前回の記事本文でご登場いただきました農業技術通信社の浅川芳裕氏は、この食料自給率のナゾについて、著書「日本は世界5位の農業大国 大嘘だらけの食料自給率」 (講談社プラスアルファ新書)、さらには著書のサマリーに当たる「食料自給率のインチキ」という小論をお書きになりました(文藝春秋2009年1月号)。その小論を読んだ当時の農林水産大臣、石破茂氏が激怒、課長クラスから文藝春秋の編集部に抗議があったそうです。「訂正しろ」「反論の論文を掲載させろ」ということでした。20項目ぐらいの質問状が来たので全部に答えたら、「今回の話はなかったことにしてください」と抗議を引っ込めたとか。

浅川氏はこうもおっしゃっています。「輸入農産物の中で、日本で生産できるものはたくさんあるんです。今は、海外にオーダーした方が良質のものが確実に納品されるから輸入しているんですよね。一つひとつの農産物について丁寧に対応策を考えていけば、輸入品に対抗できる。さらには、厳しすぎる国内の品質基準を国外市場の基準に合わせるなどすれば、輸出だってどんどんしていけるでしょう。すでにシンガポールの市場では、日本、中国、オーストラリアの野菜が三つどもえの戦いをしているんですよ。」

食料危機も杞憂に過ぎないとし「世界の食料供給量は、人口増加ペースよりも高い水準で増えています。過去40年の人口増加率は189%ですが、穀物の増産率は215%です。26%も上回っているんです。その結果、2009年末時点で、世界の穀物在庫は消費量の約20%に当たる4億5000万トンもあります。足りないどころか、むしろ過剰な生産と在庫に苦しんでいるということです。」

さらに、「そもそも食糧危機の原因は農業問題じゃない。ほとんどが購買力の低下とか物流の遮断が原因なんですよ。例えば、戦争が起きるとか、無政府状態に陥るとか。農業の話ではない。需要が増えれば、生産者は増産するんです。現在の需要に対して50年後に増産するわけじゃない。毎年、需要と価格を見て生産量を調整しているんです。小麦だけでも2007年から2009年にかけて世界で8000万トン増産されましたから。2007年に小麦粉の値段が上がったというシグナルだけで、農家は「俺も小麦をもっと作付しようかな」と考えた。それで8000万トン増えたんです。それが経済ですよ。また、世界中に遊休地というのがいっぱいあるわけです。既存の農地を全部使えば、200億人分ぐらいの穀物はつくれるんじゃないですか。なぜつくらないかというと、それだけの需要がないからですよ。」

う~む、うなずけるご意見ばかり。確かに素人が考えても、我が国の減反政策はおかしな部分がたくさんあります。農林水産省の使命は、食料自給率を引き上げることのはずです。自給率を高めると言いながら減反しているんですから、完全に理論矛盾しているのではないでしょうか。

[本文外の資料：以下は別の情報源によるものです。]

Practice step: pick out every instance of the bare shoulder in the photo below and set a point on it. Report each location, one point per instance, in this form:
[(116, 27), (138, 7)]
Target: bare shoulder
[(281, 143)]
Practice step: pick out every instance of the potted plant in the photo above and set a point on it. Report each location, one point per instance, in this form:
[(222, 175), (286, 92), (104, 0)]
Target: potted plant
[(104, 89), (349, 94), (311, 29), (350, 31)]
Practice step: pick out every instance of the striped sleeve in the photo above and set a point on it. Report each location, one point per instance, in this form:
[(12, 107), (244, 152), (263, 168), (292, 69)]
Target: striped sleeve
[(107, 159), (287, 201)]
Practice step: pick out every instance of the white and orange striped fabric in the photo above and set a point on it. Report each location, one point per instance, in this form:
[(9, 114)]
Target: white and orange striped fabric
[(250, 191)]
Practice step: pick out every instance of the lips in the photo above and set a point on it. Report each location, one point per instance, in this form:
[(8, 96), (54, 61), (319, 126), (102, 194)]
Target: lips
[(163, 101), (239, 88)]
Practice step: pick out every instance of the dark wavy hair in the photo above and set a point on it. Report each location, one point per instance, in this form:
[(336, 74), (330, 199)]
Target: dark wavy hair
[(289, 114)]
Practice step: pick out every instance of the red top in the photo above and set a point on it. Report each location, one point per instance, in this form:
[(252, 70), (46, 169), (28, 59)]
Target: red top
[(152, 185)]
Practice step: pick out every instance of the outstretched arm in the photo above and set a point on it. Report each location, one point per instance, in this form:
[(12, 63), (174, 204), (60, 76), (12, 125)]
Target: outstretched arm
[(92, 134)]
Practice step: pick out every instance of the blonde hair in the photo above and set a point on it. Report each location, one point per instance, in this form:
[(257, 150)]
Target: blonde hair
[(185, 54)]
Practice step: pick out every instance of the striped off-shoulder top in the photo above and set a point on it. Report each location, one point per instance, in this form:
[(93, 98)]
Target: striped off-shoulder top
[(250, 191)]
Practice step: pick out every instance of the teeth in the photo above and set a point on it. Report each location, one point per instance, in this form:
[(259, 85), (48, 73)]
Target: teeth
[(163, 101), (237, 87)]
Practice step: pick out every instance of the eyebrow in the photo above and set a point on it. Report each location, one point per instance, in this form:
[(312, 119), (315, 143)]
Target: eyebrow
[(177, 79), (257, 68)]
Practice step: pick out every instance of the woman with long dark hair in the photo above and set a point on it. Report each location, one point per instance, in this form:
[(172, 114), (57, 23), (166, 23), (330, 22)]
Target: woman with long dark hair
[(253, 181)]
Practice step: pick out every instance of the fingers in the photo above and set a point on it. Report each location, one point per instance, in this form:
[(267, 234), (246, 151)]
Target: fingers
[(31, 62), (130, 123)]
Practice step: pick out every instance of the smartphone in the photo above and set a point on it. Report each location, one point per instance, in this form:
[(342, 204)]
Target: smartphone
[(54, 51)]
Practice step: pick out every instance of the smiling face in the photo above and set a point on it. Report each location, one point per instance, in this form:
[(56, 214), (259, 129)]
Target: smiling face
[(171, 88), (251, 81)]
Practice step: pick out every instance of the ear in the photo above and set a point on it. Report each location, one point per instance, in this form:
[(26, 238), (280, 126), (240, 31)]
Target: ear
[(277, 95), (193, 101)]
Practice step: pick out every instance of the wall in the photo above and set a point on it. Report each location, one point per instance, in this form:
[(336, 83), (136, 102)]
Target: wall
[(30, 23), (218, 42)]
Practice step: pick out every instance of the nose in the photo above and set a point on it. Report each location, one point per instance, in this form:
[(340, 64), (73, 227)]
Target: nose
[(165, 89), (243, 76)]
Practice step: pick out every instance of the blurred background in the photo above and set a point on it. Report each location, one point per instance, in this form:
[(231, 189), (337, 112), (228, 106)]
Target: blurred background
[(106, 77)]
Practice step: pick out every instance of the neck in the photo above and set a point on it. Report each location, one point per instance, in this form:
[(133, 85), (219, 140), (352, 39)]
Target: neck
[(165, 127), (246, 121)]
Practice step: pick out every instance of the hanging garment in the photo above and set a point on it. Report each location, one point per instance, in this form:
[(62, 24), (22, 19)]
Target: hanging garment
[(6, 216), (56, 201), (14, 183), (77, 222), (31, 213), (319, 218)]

これは農水省に限らない話ですが、そもそも省の役割は何なのかという見直し、再点検が必要なのかもしれません。農水省は「農家保護」と「消費者保護」を行き来していますが、本当はどちらでもない。本来の役割は、農家を守ることでも、消費者を守ることでもありません。農産物、家畜が被害を受けないように、国家的な規制と制度をつくるのが農水省の役割ではないでしょうか。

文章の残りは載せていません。